As his family we got all of that and much, much more. He was a wonderful father to myself and Lisa, a wonderful step-dad to Ann and a wonderful grandad to Rosa and Isabella. But most of all he was a wonderful husband to Jackie – two people who not only loved each but loved every minute of each other’s company.

Growing up, my early memories of my dad was when he was working in a bakery then a sweet factory. Now obviously it’s every kid’s dream to have a dad who baked cakes and made sweets for a living but unfortunately neither of these were well-paid jobs. I remember him and my mum spending night after night assembling stacks and stacks of toy watches and at Christmas time sticking wings on Christmas tree fairies to earn some extra money. But as a child I was totally oblivious to any financial hardship. There was always so much love and so much fun when my dad was around I only found out much later on how tight money was at that time.

One thing I have certainly inherited from my dad is his love of music. I remember being ill in bed when I was about six or seven. In those days kids’ bedrooms were not what they are today – there were no TVs, stereos or computer games. But my dad carried his record player up to my room with a big stack of records so I had something to do. I remember playing all the records until I found the one I liked best and then playing it over and over again. My dad heard what I was doing and came up and we listened to it together. And we enjoyed listening to music together ever since. The list of bands I have seen with my dad reads like a who’s who of British Rock: Slade, Status Quo, the Rolling Stones, AC/DC, Whitesnake, Uriah Heep and Dr Feelgood. And I am not even going to mention the annual family outings to see Gary Glitter every Christmas….

I remember the first time they went on a cruise. Jackie told me how they had been invited to have dinner at the captain’s table. Jackie asked the stewardess why, of all the people on the ship they were to be given this honour. The stewardess explained to Jackie that the Captain liked to surround himself with interesting and unusual people, and that her husband was the first person he’d ever seen playing air guitar in the ship’s ballroom.

Something else I have inherited from my dad is love of a good debate. My dad had an opinion on everything (and you would often get to hear all of them in a single evening!). He was always proud of my political career but I think he was also slightly envious that anyone could be paid for arguing with people as a full time job and not just have to make do with doing it in the evening as a hobby. But there was a much deeper side to it than this. Like his parents before him he really did care about the world about him. He cared about justice. He cared about making life fairer and that is something I have been able to take forward in my own work. And though he argued with everyone I don’t remember him ever falling out with anyone.

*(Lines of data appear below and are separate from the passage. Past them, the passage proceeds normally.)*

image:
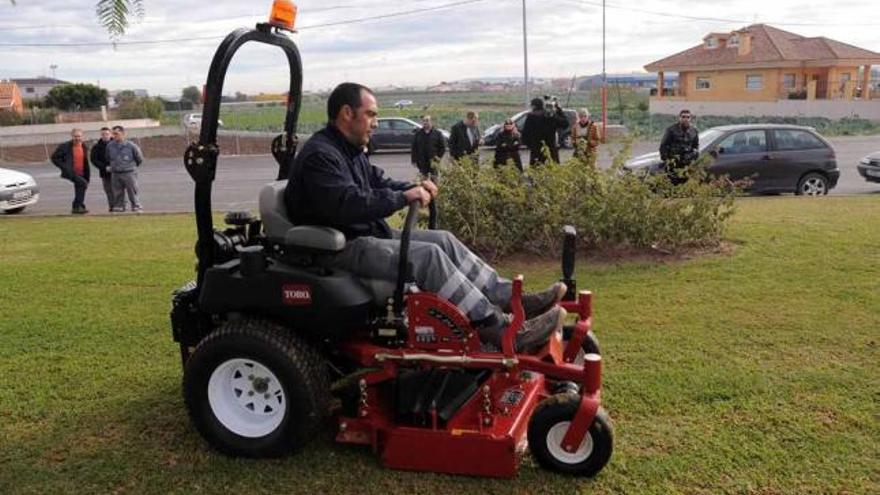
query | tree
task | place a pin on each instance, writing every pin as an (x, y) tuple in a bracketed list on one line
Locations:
[(76, 97), (114, 14), (192, 95)]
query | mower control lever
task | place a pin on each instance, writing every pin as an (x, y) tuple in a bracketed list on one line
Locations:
[(403, 268)]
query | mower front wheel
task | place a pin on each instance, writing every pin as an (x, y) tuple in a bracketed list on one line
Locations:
[(253, 388), (548, 426)]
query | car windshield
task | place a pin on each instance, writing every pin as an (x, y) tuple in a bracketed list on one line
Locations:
[(707, 137)]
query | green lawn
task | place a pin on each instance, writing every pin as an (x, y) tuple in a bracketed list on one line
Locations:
[(754, 372)]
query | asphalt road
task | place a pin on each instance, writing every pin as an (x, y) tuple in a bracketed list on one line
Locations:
[(166, 187)]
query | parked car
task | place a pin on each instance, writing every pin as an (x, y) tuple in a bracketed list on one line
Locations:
[(869, 167), (18, 190), (491, 133), (777, 158), (396, 133), (195, 120)]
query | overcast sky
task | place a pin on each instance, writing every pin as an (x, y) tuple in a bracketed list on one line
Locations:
[(467, 40)]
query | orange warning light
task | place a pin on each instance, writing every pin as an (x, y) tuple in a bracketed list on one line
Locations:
[(283, 14)]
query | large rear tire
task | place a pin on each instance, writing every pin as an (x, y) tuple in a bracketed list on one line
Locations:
[(548, 426), (254, 388)]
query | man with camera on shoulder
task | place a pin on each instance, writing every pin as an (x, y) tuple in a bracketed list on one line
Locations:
[(540, 129)]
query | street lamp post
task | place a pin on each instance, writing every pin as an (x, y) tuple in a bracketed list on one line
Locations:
[(525, 56)]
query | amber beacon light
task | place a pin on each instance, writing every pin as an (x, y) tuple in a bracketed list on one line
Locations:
[(283, 14)]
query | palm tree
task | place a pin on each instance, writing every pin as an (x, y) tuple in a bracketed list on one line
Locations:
[(114, 15)]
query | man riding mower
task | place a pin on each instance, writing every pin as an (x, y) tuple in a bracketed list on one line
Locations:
[(281, 331)]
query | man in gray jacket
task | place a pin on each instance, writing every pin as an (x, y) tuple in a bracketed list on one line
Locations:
[(124, 157)]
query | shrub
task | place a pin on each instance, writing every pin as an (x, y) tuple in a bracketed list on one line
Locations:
[(497, 211)]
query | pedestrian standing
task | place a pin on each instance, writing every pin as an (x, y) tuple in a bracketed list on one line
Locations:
[(72, 158), (124, 157), (98, 157), (464, 138), (507, 145), (585, 138)]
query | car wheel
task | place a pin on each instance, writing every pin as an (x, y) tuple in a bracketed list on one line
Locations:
[(547, 428), (255, 389), (812, 184)]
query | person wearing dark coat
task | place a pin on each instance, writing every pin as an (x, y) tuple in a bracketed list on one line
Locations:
[(507, 146), (428, 146), (464, 138), (98, 157), (540, 129), (72, 158), (679, 147)]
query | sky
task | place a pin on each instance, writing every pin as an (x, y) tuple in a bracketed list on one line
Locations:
[(458, 39)]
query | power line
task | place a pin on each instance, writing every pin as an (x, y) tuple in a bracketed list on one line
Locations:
[(712, 19), (204, 38)]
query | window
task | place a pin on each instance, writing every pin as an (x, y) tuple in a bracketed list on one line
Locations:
[(794, 139), (754, 81), (744, 142)]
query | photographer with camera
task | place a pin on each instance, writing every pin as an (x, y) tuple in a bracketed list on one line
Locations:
[(679, 147), (540, 129)]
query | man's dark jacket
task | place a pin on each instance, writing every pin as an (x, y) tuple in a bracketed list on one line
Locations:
[(426, 147), (332, 183), (459, 142), (680, 143), (540, 129), (63, 159), (99, 159)]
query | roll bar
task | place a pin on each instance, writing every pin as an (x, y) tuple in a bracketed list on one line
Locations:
[(201, 158)]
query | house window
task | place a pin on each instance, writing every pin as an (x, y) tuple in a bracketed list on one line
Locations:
[(754, 81)]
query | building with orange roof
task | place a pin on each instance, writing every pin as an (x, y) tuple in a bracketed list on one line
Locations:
[(761, 63), (10, 98)]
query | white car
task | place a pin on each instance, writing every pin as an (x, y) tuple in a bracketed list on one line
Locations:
[(195, 120), (17, 191)]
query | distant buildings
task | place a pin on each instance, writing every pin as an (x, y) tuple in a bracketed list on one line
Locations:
[(10, 98), (37, 87)]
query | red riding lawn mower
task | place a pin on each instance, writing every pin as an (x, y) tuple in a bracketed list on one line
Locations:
[(275, 346)]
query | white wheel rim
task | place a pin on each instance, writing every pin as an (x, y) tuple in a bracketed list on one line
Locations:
[(246, 397), (813, 187), (554, 445)]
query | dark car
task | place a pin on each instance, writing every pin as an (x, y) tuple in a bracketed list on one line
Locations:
[(491, 133), (869, 167), (777, 158), (395, 133)]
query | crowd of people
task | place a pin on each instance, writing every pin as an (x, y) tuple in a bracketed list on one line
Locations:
[(540, 135), (116, 159)]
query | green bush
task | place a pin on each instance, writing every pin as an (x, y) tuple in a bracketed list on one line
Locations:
[(139, 108), (497, 211)]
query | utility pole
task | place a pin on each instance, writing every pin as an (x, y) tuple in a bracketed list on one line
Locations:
[(604, 80), (525, 56)]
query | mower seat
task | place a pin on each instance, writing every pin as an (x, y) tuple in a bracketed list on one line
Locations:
[(279, 230), (312, 238)]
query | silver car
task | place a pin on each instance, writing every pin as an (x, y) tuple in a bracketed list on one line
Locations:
[(18, 190)]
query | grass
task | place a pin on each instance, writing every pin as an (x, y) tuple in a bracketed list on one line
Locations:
[(754, 372)]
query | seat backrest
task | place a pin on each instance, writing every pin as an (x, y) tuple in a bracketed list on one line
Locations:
[(273, 211)]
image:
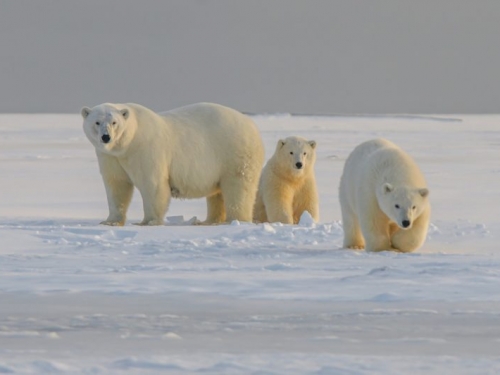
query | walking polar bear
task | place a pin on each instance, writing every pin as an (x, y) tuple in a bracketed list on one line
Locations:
[(384, 199), (287, 185), (201, 150)]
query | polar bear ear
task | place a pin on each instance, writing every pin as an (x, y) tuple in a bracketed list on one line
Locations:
[(388, 188), (423, 192), (85, 112), (125, 113)]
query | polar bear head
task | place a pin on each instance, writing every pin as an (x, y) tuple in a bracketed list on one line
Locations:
[(402, 204), (296, 155), (106, 127)]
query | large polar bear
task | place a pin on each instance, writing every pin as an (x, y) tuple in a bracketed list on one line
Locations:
[(201, 150), (287, 185), (384, 199)]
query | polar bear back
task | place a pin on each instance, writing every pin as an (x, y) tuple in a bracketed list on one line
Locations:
[(380, 161), (211, 141)]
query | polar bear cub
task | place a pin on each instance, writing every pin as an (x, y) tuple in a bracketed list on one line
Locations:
[(384, 199), (287, 184), (201, 150)]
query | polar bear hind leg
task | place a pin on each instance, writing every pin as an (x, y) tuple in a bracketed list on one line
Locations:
[(216, 213), (155, 201), (238, 195)]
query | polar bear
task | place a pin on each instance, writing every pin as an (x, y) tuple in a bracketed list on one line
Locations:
[(201, 150), (287, 184), (384, 199)]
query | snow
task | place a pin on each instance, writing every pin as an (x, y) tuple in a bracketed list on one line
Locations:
[(77, 297)]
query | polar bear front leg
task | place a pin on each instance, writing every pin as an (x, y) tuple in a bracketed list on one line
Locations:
[(306, 199), (353, 239), (119, 189), (259, 211), (376, 233), (239, 197), (216, 212), (411, 239), (155, 201)]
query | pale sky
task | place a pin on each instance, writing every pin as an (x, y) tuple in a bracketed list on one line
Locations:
[(311, 57)]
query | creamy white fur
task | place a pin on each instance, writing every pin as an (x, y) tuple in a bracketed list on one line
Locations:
[(201, 150), (381, 188), (286, 191)]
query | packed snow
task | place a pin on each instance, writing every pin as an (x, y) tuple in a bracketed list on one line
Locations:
[(242, 298)]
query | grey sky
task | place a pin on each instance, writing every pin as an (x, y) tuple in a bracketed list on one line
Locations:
[(314, 57)]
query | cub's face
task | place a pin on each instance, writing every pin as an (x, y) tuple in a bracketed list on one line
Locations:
[(104, 126), (402, 205), (296, 154)]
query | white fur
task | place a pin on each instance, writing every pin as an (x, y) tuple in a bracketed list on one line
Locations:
[(377, 177), (286, 191), (201, 150)]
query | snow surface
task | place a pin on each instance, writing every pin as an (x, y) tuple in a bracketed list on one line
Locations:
[(76, 297)]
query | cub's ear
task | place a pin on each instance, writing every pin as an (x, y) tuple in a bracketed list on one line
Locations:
[(85, 112), (125, 113), (388, 188), (423, 192)]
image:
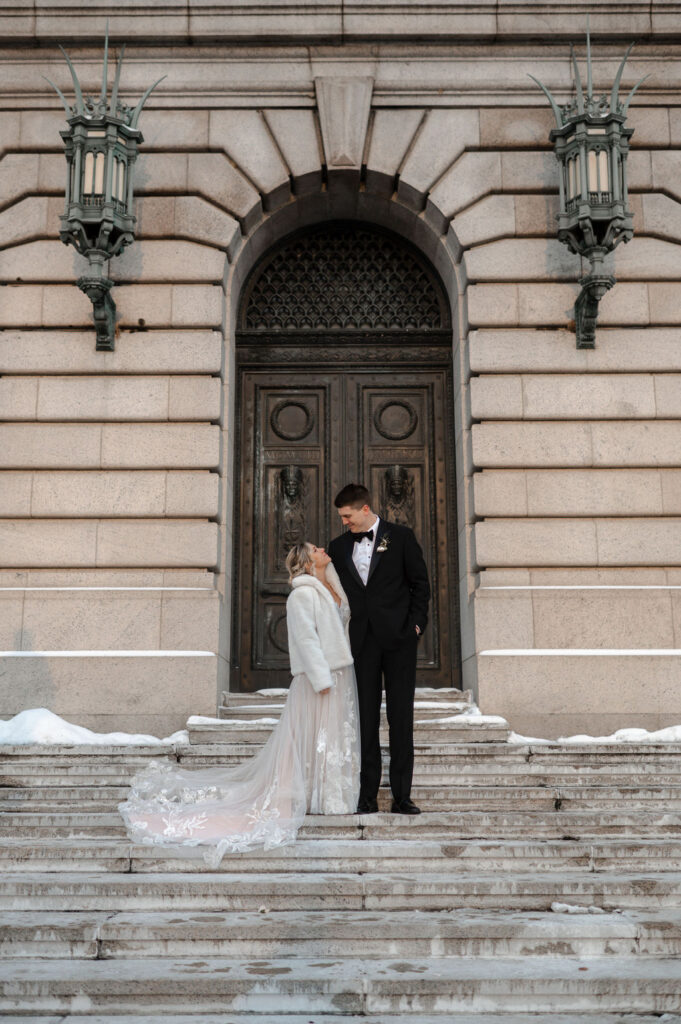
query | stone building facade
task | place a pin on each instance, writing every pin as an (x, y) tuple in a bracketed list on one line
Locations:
[(548, 478)]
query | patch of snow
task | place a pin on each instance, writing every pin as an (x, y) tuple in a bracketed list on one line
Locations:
[(107, 653), (104, 588), (648, 586), (38, 725), (228, 723), (672, 734), (515, 737), (471, 717), (570, 908), (584, 652)]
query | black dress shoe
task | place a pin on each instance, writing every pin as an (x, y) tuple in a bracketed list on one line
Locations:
[(405, 807)]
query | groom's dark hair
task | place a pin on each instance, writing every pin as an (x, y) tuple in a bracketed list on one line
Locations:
[(354, 495)]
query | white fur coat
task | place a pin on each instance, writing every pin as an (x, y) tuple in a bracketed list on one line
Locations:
[(317, 629)]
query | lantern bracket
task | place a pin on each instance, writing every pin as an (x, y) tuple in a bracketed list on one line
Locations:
[(98, 221), (594, 288), (591, 143), (103, 309)]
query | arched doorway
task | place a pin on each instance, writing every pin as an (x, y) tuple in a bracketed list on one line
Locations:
[(344, 373)]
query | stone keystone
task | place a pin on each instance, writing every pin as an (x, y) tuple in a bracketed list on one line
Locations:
[(344, 104)]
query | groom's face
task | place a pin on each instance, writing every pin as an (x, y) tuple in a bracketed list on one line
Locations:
[(354, 518)]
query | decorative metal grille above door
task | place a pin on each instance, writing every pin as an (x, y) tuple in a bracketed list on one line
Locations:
[(344, 374), (344, 278)]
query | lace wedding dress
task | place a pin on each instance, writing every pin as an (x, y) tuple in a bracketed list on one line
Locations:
[(309, 763)]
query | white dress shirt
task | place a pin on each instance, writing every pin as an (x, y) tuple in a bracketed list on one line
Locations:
[(363, 551)]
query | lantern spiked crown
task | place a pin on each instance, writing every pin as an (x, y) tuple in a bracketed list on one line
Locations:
[(100, 145), (591, 145)]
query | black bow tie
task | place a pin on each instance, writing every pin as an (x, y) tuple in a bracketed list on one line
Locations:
[(359, 537)]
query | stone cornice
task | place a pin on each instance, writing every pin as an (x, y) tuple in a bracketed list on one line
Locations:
[(337, 22), (427, 77)]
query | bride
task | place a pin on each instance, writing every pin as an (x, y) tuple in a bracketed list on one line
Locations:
[(310, 762)]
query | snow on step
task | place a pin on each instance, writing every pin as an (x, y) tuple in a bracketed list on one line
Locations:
[(351, 986), (420, 855), (104, 936), (335, 891)]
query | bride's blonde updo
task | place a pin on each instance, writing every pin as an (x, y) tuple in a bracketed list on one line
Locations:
[(298, 560)]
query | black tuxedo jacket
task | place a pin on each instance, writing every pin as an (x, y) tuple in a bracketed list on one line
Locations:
[(395, 598)]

Something I have not inherited from my dad, sadly, was his DIY skills. No challenge was ever too big for him. Whether it was rebuilding the battered bodywork of his Ford Anglia with hardboard and bits of wood – respraying it and painting on some home made “go-faster” stripes and it was as good as new. Or a few years ago when there were damp problems in his badly-built kitchen extension – he simply removed the bottom few layers of bricks, jacked up the entire kitchen on car jacks and then replaced the bricks. But it was not just do it yourself for himself – it was do it for everyone else as well. I know there must be so many people here today who remember him doing things for them – fitting new washing machines, helping with wiring. He just loved helping people.

It was a life cut tragically short. But it was not a life of regrets. He absolutely lived life to the full and he brought so much fun to every occasion and so much pleasure to those around him. I am proud of him. Goodbye dad – my friend.”